Judith Haudum

No cookie for you. Is that really normal?

It's not found in any textbook, and no scientific statement or article has ever said: Athletes are not allowed to eat cake or should not indulge in chocolate cookies. However, in reality, it is widespread for athletes to feel they are not allowed to consume sweets or any "bad, unhealthy" food.

Why do we believe this? Why do many athletes feel guilty when eating a chocolate bar or ice cream?

When talking to athletes, you often hear that they avoid sweets during important competitions or preparation phases. "It's not good for me," many will say. Former athletes make similar statements when reflecting on their careers. Some will say they were told to avoid certain foods. Typically, these are the foods widely considered as bad and unhealthy. Talking to sports fans yields similar responses. They also believe that athletes are better off avoiding snacks and sweets.

Upon brief reflection, one might wonder why we think this way. Why does elite sports seemingly clash with having a cookie?

Athletes must eat healthily.
Throughout my entire career, I tried to stay away from all unhealthy food and sweets. I told myself: they are bad for me because you are an athlete.

One reason for this attitude is certainly that we all know we should eat healthily and balanced—athletes or not. Every nutrition guide tells us exactly that. Well, sweets are not really classified as healthy food. So, there's a good argument why athletes should avoid a cookie. Additionally, we know that a healthy body is crucial for the athlete... in fact, everything around an athlete should be healthy, right? And then there's the story of avoiding calorie-rich, fatty foods to maintain a good weight. So, sweets are again on the list (along with other foods, of course). It can only be logical that athletes shouldn't eat cookies.

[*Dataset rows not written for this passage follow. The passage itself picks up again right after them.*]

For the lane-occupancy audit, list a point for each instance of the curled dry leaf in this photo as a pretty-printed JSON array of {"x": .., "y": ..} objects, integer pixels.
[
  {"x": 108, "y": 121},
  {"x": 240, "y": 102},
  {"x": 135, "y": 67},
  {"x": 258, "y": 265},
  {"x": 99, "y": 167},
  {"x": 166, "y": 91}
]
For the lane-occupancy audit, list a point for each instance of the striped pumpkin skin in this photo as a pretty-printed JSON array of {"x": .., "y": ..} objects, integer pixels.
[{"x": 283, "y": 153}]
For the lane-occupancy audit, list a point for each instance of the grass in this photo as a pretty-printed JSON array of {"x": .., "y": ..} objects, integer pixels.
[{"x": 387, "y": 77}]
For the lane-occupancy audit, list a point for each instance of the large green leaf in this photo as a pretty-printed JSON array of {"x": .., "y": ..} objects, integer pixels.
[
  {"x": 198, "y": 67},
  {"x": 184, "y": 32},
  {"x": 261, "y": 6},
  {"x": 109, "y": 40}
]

But let's see what the food pyramids and nutritional guidelines of different nutrition societies say. Do they really claim: no sweets? No cookies? Not really... nutrition societies recommend consuming sweets only in small quantities. Typically, it's the top of the pyramid, which means only very small amounts.

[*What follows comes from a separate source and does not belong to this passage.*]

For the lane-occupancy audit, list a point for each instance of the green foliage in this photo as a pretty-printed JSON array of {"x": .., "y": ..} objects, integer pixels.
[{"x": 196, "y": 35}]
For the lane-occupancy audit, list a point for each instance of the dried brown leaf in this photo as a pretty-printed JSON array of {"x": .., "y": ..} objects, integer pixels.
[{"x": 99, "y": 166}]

Why then do athletes avoid any kind of sweets? In many sports where body weight plays a significant role, such as cycling, running, high jump, it's considered normal for athletes to avoid certain foods. If you want to become really good, you have to go on diets and skip dessert. That's not true. That's not "normal" eating. It's not a healthy eating behavior. The fact is: sports and its community have come to a point where it's considered normal. The fact that some athletes are obsessed with the "duty" to eat healthily, count calories, control grams of carbohydrates and fat seems to be part of the sport for many. If you want to be an athlete, then you have to do that. Eating is the enemy. Eating creates stress and bad moods. Eating is bad.

The real problem:
what is not normal has become something that is now perceived as normal today.

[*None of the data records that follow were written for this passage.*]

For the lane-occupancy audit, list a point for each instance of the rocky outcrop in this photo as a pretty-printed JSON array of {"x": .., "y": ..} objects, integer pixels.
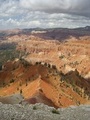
[{"x": 43, "y": 112}]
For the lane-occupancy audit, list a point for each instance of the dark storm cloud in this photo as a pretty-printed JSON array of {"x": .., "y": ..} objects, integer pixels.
[{"x": 44, "y": 13}]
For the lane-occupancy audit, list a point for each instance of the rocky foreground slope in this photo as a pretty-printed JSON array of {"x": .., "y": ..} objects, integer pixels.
[{"x": 43, "y": 112}]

That's the real problem. What's not normal and healthy has, over the years, become something perceived as normal and right. And that's exactly something I work on with my athletes every day. Food should become their secret weapon. Food should give them the strength that leads to success. Mostly healthy food, but sometimes also the "bad" stuff. Without guilt. Instead of thinking about every cookie they've secretly eaten, they enjoy the cookie. They've made peace with food and nutrition. This is also what it means to be healthy: well-being and happiness, inner balance.

Should you eat the cookie that's right in front of you on the kitchen table? Of course, you should. It's good for you!